BU: Before this study, how did clinicians decide which language a bilingual aphasia patient should focus on in therapy?
Kiran: Before this study, clinicians usually decide which language a bilingual aphasia patient should focus on by (a) asking the patient what language they want to focus on and provide therapy in that language whether or not that was an optimal language, or (b) if they did not speak the languages the patient spoke, they simply provided therapy in English, whether or not that was an optimal language.
BU: What happened when patients followed the language the model recommended versus when they didn't?
Kiran: In this study, we made two observations. First, when simply looking at group-level differences between the patients who followed the model prescription versus the placebo, there were no significant differences between the groups. However, when we subcategorized the patients into smaller cohorts organized by language history or how severe their aphasia was, we found that the digital twin simulations accurately captured these differences between people. In other words, the digital twin was able to capture differences in an individual's language profiles accurately.

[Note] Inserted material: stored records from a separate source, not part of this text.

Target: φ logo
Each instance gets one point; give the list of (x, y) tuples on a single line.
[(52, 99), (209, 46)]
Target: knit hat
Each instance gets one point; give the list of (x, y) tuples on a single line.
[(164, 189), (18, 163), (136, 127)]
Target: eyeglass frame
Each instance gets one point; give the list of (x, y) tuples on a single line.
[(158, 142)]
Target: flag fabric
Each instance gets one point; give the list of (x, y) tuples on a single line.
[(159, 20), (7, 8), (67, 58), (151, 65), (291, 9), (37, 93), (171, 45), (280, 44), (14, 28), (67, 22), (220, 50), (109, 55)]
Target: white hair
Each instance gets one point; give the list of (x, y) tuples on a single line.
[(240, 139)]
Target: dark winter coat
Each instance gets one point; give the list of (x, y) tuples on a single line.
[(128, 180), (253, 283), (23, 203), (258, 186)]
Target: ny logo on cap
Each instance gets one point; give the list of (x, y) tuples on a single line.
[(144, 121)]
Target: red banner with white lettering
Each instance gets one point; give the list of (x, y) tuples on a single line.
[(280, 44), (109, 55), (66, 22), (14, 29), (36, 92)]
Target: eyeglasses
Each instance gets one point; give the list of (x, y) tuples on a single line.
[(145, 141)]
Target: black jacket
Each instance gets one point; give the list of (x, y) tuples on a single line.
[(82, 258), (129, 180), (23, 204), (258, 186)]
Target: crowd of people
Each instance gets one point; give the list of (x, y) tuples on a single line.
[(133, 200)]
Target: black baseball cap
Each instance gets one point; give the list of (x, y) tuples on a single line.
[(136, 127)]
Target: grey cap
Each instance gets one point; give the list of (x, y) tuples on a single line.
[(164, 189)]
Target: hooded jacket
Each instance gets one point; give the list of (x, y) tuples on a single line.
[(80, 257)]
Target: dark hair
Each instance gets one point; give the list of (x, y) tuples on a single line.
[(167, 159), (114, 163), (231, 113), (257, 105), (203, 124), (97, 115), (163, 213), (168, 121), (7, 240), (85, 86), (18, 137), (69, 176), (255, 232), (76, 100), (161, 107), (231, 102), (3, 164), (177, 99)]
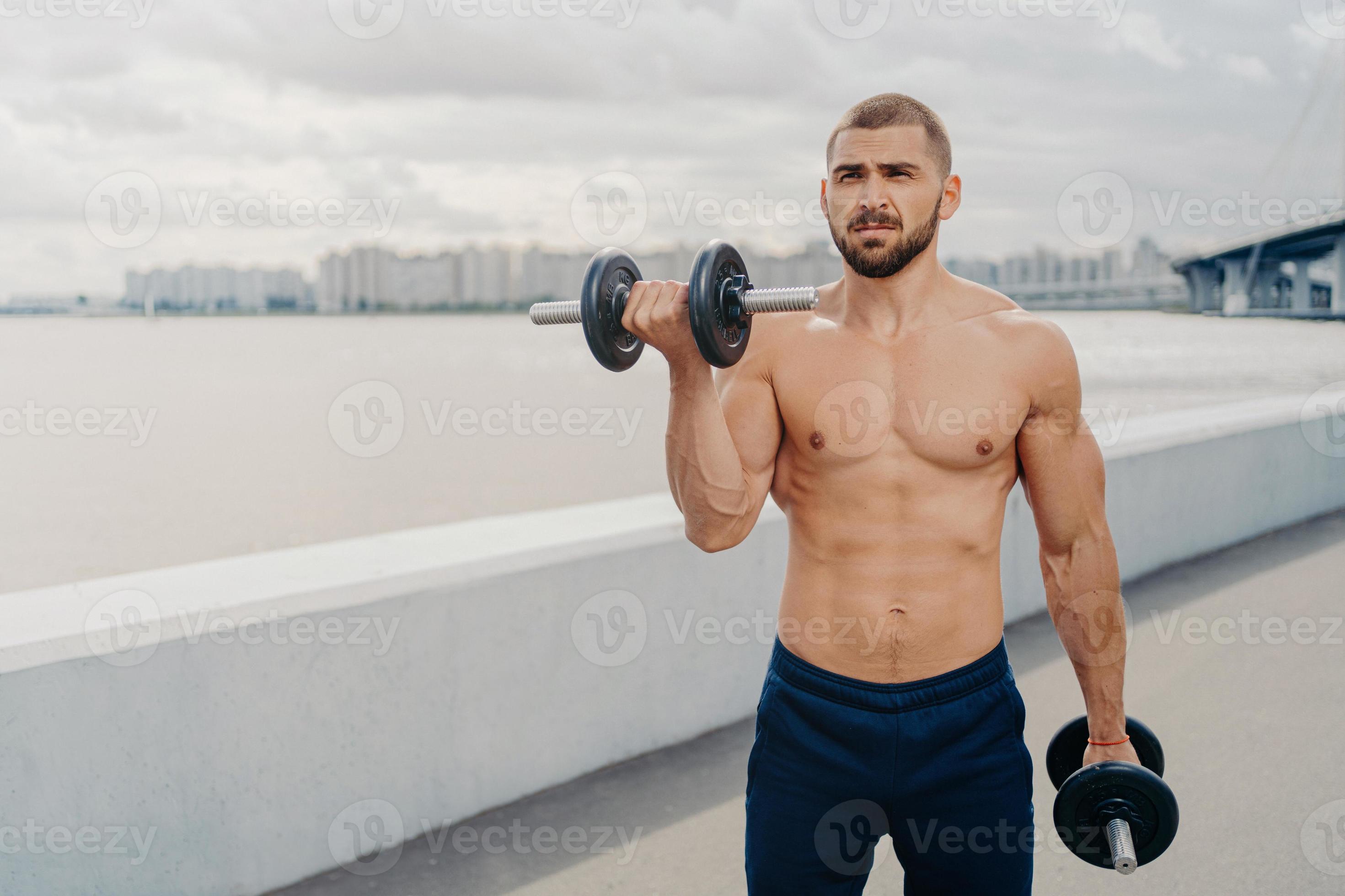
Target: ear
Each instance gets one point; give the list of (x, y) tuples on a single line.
[(951, 197)]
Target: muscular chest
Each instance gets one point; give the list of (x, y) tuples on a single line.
[(946, 401)]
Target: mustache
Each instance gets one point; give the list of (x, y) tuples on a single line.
[(876, 219)]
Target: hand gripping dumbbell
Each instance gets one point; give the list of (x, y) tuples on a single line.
[(1111, 814), (721, 302)]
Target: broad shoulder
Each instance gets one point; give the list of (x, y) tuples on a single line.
[(1021, 330)]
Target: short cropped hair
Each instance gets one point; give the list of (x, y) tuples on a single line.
[(896, 109)]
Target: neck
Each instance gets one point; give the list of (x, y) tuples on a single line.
[(908, 299)]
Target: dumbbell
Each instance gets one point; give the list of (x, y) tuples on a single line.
[(721, 300), (1131, 806)]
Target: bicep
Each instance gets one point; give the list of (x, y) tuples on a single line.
[(1060, 462), (754, 421)]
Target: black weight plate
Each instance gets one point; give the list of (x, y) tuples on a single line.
[(1083, 800), (610, 342), (1066, 754), (721, 342)]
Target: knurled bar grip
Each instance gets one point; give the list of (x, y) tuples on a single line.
[(1122, 847), (755, 302)]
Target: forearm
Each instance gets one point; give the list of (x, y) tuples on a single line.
[(1083, 594), (705, 470)]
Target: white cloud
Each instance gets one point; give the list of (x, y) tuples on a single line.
[(1253, 69), (485, 128), (1142, 33)]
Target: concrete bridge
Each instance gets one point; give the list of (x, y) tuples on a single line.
[(1270, 272)]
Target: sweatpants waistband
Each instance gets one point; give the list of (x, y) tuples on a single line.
[(911, 695)]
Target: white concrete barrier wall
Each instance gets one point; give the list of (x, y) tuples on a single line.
[(230, 727)]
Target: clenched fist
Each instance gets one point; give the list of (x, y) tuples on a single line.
[(657, 313)]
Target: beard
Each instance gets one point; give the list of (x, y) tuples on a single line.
[(869, 259)]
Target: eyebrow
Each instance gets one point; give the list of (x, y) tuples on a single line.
[(888, 169)]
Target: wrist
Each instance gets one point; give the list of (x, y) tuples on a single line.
[(689, 370)]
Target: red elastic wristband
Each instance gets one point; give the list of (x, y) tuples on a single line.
[(1115, 743)]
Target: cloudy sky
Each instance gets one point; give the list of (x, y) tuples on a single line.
[(138, 133)]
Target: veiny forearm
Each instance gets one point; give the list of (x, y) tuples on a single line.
[(705, 470), (1083, 595)]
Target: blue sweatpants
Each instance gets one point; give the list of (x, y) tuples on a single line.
[(938, 763)]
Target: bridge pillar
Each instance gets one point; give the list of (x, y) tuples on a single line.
[(1339, 277), (1201, 282), (1235, 290), (1302, 296)]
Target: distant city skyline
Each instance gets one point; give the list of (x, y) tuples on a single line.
[(259, 136), (373, 277)]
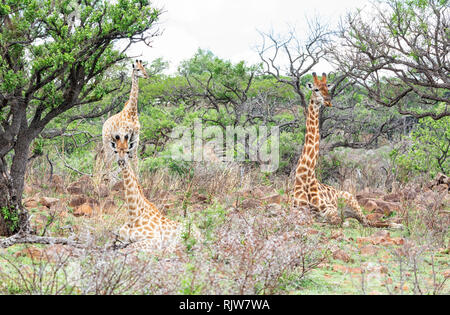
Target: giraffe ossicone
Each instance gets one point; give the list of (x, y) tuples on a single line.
[(123, 129)]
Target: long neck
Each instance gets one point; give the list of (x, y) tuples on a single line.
[(136, 203), (131, 106), (132, 195), (310, 151)]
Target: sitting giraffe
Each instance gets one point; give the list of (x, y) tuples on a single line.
[(147, 228), (125, 125), (308, 192)]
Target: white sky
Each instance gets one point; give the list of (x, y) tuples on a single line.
[(229, 28)]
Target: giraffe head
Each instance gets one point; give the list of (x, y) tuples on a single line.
[(139, 70), (319, 89), (122, 143)]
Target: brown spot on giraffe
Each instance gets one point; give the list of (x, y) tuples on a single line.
[(147, 229), (123, 129), (307, 190)]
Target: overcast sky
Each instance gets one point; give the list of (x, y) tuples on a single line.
[(229, 28)]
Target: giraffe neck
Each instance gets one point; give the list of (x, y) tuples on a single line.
[(136, 203), (310, 151), (131, 106), (133, 197)]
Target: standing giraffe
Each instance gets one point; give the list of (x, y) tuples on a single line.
[(124, 126), (146, 228), (308, 192)]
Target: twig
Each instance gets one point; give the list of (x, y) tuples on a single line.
[(70, 167)]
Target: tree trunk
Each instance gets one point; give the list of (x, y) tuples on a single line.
[(13, 217)]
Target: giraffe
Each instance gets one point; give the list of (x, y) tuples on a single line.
[(308, 191), (125, 125), (147, 229)]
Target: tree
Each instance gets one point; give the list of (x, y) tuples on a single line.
[(398, 50), (352, 121), (54, 56)]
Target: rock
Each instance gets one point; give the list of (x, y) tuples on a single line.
[(57, 183), (337, 235), (103, 191), (28, 189), (118, 186), (371, 267), (249, 204), (57, 252), (74, 189), (84, 185), (370, 205), (369, 250), (30, 203), (48, 202), (83, 210), (32, 252), (273, 209), (341, 255), (312, 232), (393, 197), (388, 207), (198, 198), (273, 198), (446, 274), (374, 217), (77, 200), (344, 269), (109, 206)]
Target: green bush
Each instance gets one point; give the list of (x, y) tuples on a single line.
[(428, 152)]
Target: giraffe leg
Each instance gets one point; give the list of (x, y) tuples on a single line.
[(355, 210), (331, 214)]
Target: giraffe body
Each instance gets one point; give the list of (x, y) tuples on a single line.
[(308, 191), (147, 228)]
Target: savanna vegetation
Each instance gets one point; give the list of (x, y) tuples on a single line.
[(64, 69)]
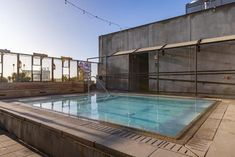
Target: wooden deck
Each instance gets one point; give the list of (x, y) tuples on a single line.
[(10, 147)]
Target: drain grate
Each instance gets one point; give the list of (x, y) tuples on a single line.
[(123, 133)]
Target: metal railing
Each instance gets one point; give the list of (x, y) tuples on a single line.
[(18, 67)]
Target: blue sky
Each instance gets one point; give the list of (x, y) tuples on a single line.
[(50, 26)]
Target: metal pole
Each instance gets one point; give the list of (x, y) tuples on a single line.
[(77, 71), (2, 66), (69, 68), (158, 63), (52, 69), (62, 70), (196, 79), (88, 81), (196, 65), (32, 67), (106, 75), (41, 69), (18, 67)]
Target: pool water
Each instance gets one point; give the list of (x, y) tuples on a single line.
[(161, 115)]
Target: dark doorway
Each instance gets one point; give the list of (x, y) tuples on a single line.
[(138, 72)]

BU: What are the next steps in this research? Are there areas that need to be explored further before your findings can be put into practice?
Kiran: These results really showed us that bilingual aphasia recovery is complex and demonstrates the potential of computational models to guide rehabilitation strategies. As the field of computational modeling advances, these tools will become increasingly valuable for developing personalized therapy plans that account for the unique linguistic profiles of patients.